A furious debate rages in the Atlantic and Harper's over U.S. support for Ukraine's defense against the Russian invasion.
In dueling cover stories, the venerable intellectual journals in their current issues take opposing sides over the United States and its NATO allies increasing military assistance to Ukraine.
The Atlantic calls for the United States and Europe to give Ukraine the weapons it needs to win independence from Russia, making a case for "the total liberation of Ukraine."
In striking contrast, a Harper's article advocates for a treaty that would preserve Ukraine's autonomy but give Russia control of the Crimea and other Russian-speaking areas and replace NATO with an European organization independent from the United States.
The Atlantic article presents the magazine's views, while the Harper's essay expresses the beliefs of its two writers, not those of the publication.
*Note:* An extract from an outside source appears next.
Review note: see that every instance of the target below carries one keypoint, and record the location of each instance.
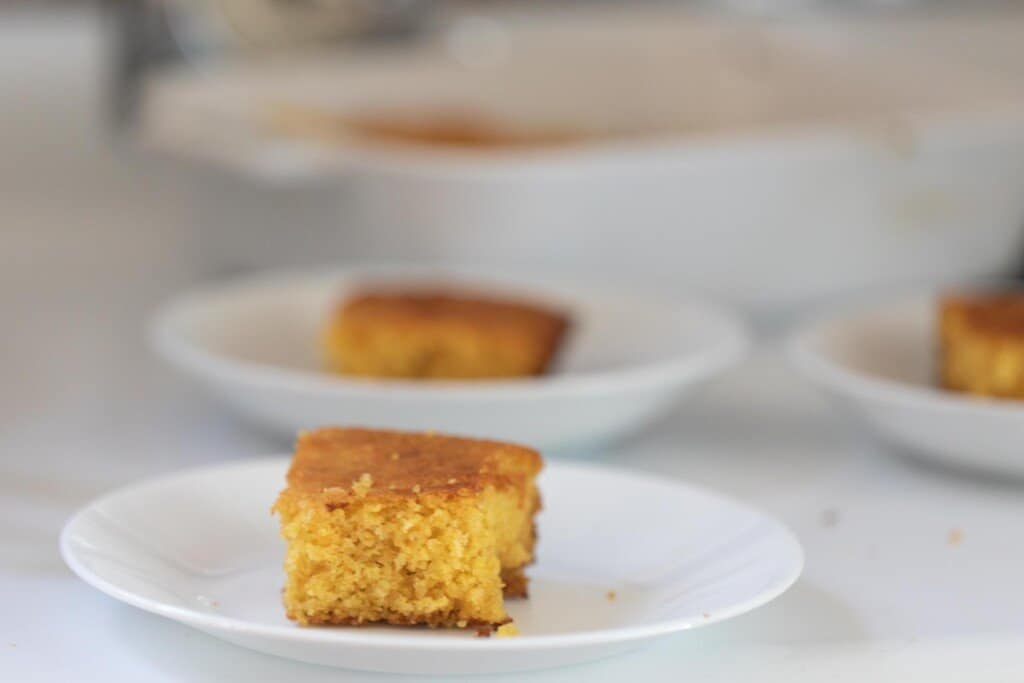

Based on reporting from a March trip to Ukraine by author Anne Applebaum and Atlantic editor Jeffrey Goldberg, the Atlantic's article titled "The Choice Is Between Freedom and Fear" urges complete independence for Ukraine, including Russian withdrawal from Crimea, which it seized in 2014.
The article's title comes from an extensive interview with Ukrainian President Volodymyr Zelensky. Atlantic publisher and owner Laurene Powell Jobs, the widow of Apple founder Steve Jobs, also participated in the interview, in which Zelensky passionately defends Ukrainian independence.
Goldberg is a noted writer as well as the editor who has recruited an all-star lineup of writers to the magazine, funded by Jobs' wealth. The magazine recently won two Pulitzer Prizes. Applebaum, a noted expert on Eastern European issues, won the Pulitzer for her book "Gulag: A History,"
Applebaum and Goldberg give a compelling portrait of the Ukrainian army's improvised war effort, such as converting commercial drones into weapons. Photographer Paolo Pellegrin's black and white pictures show the soldiers at work.
Goldberg in his editor's note at the beginning of the magazine says "the war in Ukraine is about much more than Ukraine; it is about the very subjects that animate this magazine: democracy, freedom, justice, humanism."
Taking an opposite approach, Harper's "Why Are We in Ukraine? On the Dangers of American Hubris" gives an academic geopolitical analysis of events leading to the Ukrainian invasion.
Authors Benjamin Schwarz, former national editor of the Atlantic and executive editor of the World Policy Journal, and Texas A&M national security professor Christopher Layne fault American policy for Russian President Vladimir Putin's invasion of Ukraine.
Schwarz and Layne believe that American efforts to expand NATO following the fall of the Soviet Union raised intense Russian opposition, even among pro-Western liberal leaders.
In a stunning indictment of American foreign policy, the authors cite American aggression through the years similar to Russia's in Ukraine, from the invasion of Panama to the bombing of Yugoslavia, the invasion of Iraq and the overthrow of Libyan leader Muammar Gaddafi.
The authors condemn U.S. NATO expansion, claiming it incited Putin's invasion of Georgia, the Crimea and Ukraine.
Making a rhetorical leap likely to stir controversy, Schwarz and Layne draw a parallel between the Ukrainian invasion and the 1962 Cuban Missile Crisis. They cast blame on John F. Kennedy's administration for escalating the nuclear threat, claiming the United States violated international law rather than the Soviet Union.
The article's criticism of Kennedy's action goes against the overwhelming view that the Cuban missile crisis was a high point of his administration. The authors are correct in noting that the Soviets agreed to remove its missiles from Cuba after Kennedy promised to remove missiles from Turkey and Italy, which was not reported at the time.
While NATO expansion exacerbated the conflict with Russia, that's an inadequate justification for Putin's invasion of Ukraine. However, Schwarz and Layne present a valid argument in their call for new European organization independent from the United States.
Countering Schwarz and Layne's espousal of a continued Russian presence in the Ukraine peninsula, the Atlantic article gives a strong defense of Ukrainian heroism and desire for freedom. If not joining NATO, Ukraine should be allowed to cast its fate with the European Union.
Both articles give essential views about the future of America, Russia, Ukraine and Europe.